Originally from Detroit, MI, Jaamil Olawale Kosoko is a Nigerian American curator, producer, poet, choreographer, and performance artist currently based in New York City. He is a 2012 Live Arts Brewery Fellow as a part of the Philadelphia Live Arts Festival, a 2011 Fellow as a part of the DeVos Institute of Art Management at the John F. Kennedy Center for the Performing Arts and an inaugural graduate member of the Institute for Curatorial Practice in Performance (ICPP) at Wesleyan University.

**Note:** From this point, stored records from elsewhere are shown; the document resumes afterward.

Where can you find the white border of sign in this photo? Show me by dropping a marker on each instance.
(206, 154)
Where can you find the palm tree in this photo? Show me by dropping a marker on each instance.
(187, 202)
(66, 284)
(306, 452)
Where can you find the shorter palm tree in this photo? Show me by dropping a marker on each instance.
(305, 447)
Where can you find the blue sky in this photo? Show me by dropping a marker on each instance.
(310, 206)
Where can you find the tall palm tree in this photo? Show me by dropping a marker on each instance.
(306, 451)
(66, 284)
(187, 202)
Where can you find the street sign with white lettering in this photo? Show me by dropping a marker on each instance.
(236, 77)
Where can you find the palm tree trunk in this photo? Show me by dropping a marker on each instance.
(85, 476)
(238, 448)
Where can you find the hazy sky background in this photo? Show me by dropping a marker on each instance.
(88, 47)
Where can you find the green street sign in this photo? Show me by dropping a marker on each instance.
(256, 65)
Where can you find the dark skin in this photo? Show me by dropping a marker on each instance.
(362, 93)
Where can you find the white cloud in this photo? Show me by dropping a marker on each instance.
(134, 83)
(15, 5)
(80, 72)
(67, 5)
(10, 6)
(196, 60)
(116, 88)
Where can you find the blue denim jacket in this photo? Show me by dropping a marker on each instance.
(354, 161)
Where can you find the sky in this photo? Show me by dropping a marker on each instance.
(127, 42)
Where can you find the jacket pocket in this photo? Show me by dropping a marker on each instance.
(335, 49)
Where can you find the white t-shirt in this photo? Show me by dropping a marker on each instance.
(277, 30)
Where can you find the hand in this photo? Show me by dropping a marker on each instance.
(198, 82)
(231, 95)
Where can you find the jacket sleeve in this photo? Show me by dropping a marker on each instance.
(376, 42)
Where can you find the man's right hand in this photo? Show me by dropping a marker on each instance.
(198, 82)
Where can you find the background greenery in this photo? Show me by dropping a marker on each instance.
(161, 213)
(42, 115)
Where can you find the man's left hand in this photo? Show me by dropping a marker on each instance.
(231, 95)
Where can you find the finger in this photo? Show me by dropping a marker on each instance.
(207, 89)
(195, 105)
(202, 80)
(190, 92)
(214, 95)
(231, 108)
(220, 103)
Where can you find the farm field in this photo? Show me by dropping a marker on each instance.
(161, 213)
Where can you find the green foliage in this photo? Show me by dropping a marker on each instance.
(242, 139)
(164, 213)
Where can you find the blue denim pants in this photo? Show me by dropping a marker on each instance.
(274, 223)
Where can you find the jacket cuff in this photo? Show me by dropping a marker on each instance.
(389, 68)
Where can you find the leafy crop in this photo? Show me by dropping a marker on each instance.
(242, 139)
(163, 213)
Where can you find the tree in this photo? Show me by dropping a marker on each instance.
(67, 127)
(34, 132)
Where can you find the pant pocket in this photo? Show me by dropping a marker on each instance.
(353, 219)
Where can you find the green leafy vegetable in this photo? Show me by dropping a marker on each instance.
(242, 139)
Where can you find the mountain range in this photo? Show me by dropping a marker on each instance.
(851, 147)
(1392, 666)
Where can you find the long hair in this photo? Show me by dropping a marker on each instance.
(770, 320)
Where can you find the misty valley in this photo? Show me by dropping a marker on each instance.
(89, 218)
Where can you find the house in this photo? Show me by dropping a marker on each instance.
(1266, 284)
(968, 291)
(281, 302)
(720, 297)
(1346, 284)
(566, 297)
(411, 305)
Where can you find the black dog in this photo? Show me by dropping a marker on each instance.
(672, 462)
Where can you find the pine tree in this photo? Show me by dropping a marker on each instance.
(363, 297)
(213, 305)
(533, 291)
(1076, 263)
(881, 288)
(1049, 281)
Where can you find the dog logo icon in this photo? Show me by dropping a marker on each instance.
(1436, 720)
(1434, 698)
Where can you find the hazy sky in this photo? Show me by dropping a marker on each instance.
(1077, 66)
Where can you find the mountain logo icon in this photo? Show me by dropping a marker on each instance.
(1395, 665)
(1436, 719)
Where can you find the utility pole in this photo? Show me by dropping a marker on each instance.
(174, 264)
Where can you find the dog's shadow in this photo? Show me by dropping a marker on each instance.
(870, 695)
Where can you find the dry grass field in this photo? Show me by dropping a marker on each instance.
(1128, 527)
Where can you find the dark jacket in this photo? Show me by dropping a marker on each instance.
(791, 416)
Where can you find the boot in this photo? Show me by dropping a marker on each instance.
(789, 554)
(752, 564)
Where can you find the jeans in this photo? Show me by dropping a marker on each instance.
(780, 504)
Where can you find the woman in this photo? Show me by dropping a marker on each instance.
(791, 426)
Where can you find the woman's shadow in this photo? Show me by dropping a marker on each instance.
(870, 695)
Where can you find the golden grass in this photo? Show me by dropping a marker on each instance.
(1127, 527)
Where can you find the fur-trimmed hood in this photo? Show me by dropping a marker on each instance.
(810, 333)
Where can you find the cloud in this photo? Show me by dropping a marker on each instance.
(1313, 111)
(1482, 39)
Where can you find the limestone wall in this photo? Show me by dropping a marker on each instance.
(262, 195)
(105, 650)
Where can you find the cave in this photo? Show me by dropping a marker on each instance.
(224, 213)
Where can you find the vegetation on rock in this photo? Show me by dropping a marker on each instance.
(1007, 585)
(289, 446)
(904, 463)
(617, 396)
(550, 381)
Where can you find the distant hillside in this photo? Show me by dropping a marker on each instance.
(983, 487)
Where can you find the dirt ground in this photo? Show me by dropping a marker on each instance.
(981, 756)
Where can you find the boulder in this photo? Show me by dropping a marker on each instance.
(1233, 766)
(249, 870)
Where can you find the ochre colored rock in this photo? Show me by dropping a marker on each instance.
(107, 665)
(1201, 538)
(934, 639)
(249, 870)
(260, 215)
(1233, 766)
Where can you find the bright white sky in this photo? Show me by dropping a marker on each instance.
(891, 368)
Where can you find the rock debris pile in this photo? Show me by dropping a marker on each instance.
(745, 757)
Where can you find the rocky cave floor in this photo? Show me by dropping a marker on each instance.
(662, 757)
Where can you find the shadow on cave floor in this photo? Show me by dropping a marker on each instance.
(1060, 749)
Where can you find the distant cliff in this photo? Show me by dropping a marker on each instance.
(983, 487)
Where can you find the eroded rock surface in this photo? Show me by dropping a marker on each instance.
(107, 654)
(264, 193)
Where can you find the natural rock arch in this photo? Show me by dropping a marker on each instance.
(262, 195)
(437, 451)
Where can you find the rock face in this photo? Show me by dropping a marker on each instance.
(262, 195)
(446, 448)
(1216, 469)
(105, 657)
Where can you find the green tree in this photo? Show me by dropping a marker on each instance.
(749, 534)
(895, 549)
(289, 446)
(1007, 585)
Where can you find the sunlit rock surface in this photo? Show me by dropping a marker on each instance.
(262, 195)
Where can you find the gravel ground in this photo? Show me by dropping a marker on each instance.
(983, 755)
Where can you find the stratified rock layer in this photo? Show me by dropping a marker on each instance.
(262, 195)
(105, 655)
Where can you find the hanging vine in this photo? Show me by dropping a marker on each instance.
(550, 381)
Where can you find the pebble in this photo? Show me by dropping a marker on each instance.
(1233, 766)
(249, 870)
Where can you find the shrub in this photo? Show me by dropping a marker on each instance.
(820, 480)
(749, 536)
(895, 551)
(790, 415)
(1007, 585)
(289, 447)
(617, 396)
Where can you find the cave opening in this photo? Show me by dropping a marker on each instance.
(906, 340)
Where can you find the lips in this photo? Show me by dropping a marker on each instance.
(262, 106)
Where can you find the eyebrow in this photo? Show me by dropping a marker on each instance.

His work in performance is rooted in a creative mission to push history forward through writing and socio-political art advocacy. Kosoko’s work in live performance has received support from The Pew Center for Arts and Heritage through Dance Advance, The Philadelphia Cultural Management Initiative, The Joyce Theater Foundation, and The Philadelphia Cultural Fund. His solo performance work entitled other.explicit.body. premiered at Harlem Stage in April 2012 and is currently touring nationally. As a performer, Kosoko has created original roles in the performance works of Nick Cave, Pig Iron Theatre Company, Keely Garfield Dance, Miguel Gutierrez and The Powerful People, Headlong Dance Theater among others. Kosoko’s poems have been published in The American Poetry Review, Poems Against War, The Dunes Review, and Silo, among other publications. In 2011, Kosoko published Notes on an Urban Kill-Floor: Poems for Detroit (Old City Publishing). He is a contributing correspondent for Dance Journal (PHL), the Broad Street Review (PHL), and Critical Correspondence (NYC). He has served on numerous curatorial and funding panels including the National Endowment for the Arts, MAP Fund, Movement Research at Judson Church, the Philadelphia Cultural Fund, the Baker Artists Awards, among others.